Bölgede fay hattına uzaklığı çok önemsediklerini ve minimum uzaklığı 500 metre olarak belirlediklerini de belirten Ömer Bulut, “Depremlerde bizlere en çok olumsuz etkileyen hususların en başında fay hattı ve fay hattının sakınım bandı geliyor. Teknik açıdan fay hattına 50-100 metreye kadar yakınlığa izin verilse dahi biz TOKİ olarak bugün başladığımız bütün rezerv konut alanlarımızda fay hattına en az 500 metre uzak kalmak suretiyle çalışmalarımızı yürütüyoruz. İkinci olarak da zeminin hem taşıma gücü açısından, hem sıvılaşma açısından hem de yeraltı su seviyesinin yüksek olduğu yerlerden kaçmak suretiyle daha çok zemini sağlam olan kayalık ya da kireç taşı olan bölgelerde uygulamalarımızı yapıyoruz” şeklinde konuştu.
“Fay hattına uzaklık, zemin-kat yüksekliği ve tünel kalıp sistem 3 ana faktör olacak”

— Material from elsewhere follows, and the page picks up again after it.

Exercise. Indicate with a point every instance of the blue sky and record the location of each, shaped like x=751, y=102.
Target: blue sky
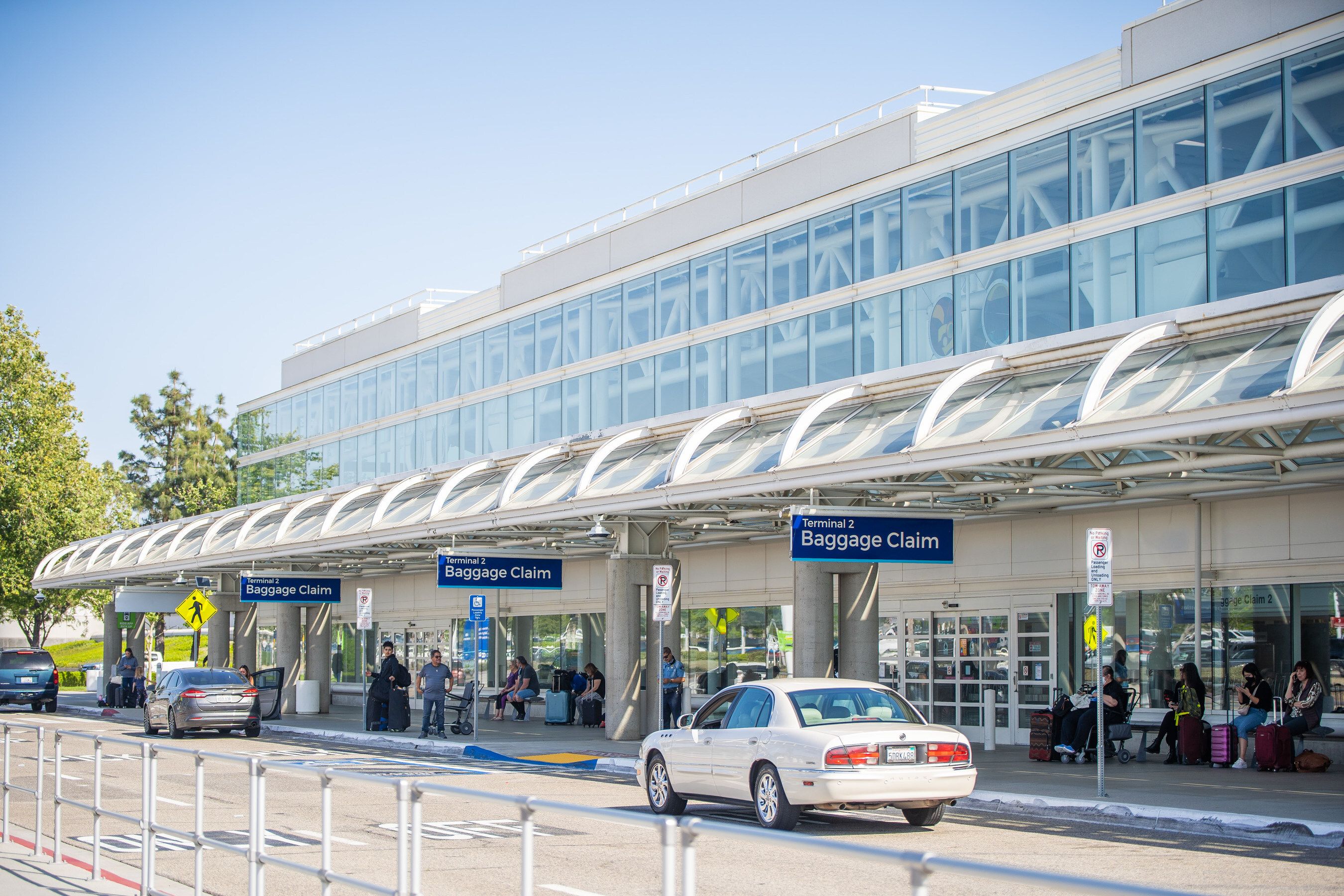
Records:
x=199, y=186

Yapılacak konutlarda 3 ana faktöre dikkat edileceğini söyleyen Bulut, “Bir kaçındığımız konuda yüksek yapılaşma. Zaten son 250-300 bin konutta zemin +3, +4 ya da +5 yapılaşma olmuştu. Bu depremde 3 tane öne çıkan faktör var. Zemin fay hattına uzaklık ve kat yüksekliği. Bir de buna TOKİ’nin tünel kalıp sistemi ile yapmış olduğu, yani taşıyıcı elemanlarının güçlü olduğu sistemi eklediğimiz zaman sürekli başladığımız projelerimizin teknik uygunluğu da ortaya çıkmış oluyor” ifadelerini kullandı.
“Çalışmalarımız numune alma ve laboratuvar süreciyle devam ediyor”

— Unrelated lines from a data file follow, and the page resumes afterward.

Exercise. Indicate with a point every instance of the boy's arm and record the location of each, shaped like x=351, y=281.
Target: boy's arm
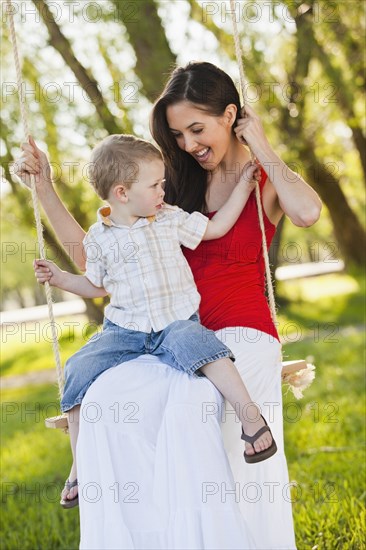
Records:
x=34, y=162
x=227, y=215
x=78, y=284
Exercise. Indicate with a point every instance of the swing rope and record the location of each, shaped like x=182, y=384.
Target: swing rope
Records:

Gaziantep’in Nurdağı ilçesinde yapılan çalışmaların numune alma ve laboratuvar süreciyle devam ettiğini de açıklayan Bulut, “Şu anda da Nurdağı’nda bazı çalışmalarımız devam ediyor. Bazı çalışmalarımız ise numune alınmak suretiyle laboratuvarda yapılıyor. Zemin için karot numuneleri alınıyor, yine kilt gibi yerlerden farklı numuneler alınmak suretiyle bunlar da laboratuvarlarda değerlendirilerek projelendirme aşamasında hangi değerleri esas alacağımızı ortaya çıkaracak. İlk etapta çok önem arz eden fay hatlarından ya da fay hatları doğrultusunda olan bölgelerden mümkün olduğunca fazlası sıyrılmak, zemini kireç taşı ya da kayalardan seçmek ve yapım tekniği açısından da tünel kalıp sistemini kullanmak ile az katlı Yapı yapmak şu an itibariyle işe başlamak için önümüzdeki olumlu durumlar. Biz de çalışmalarımızı bu yönde sürdürüyoruz” diye konuştu.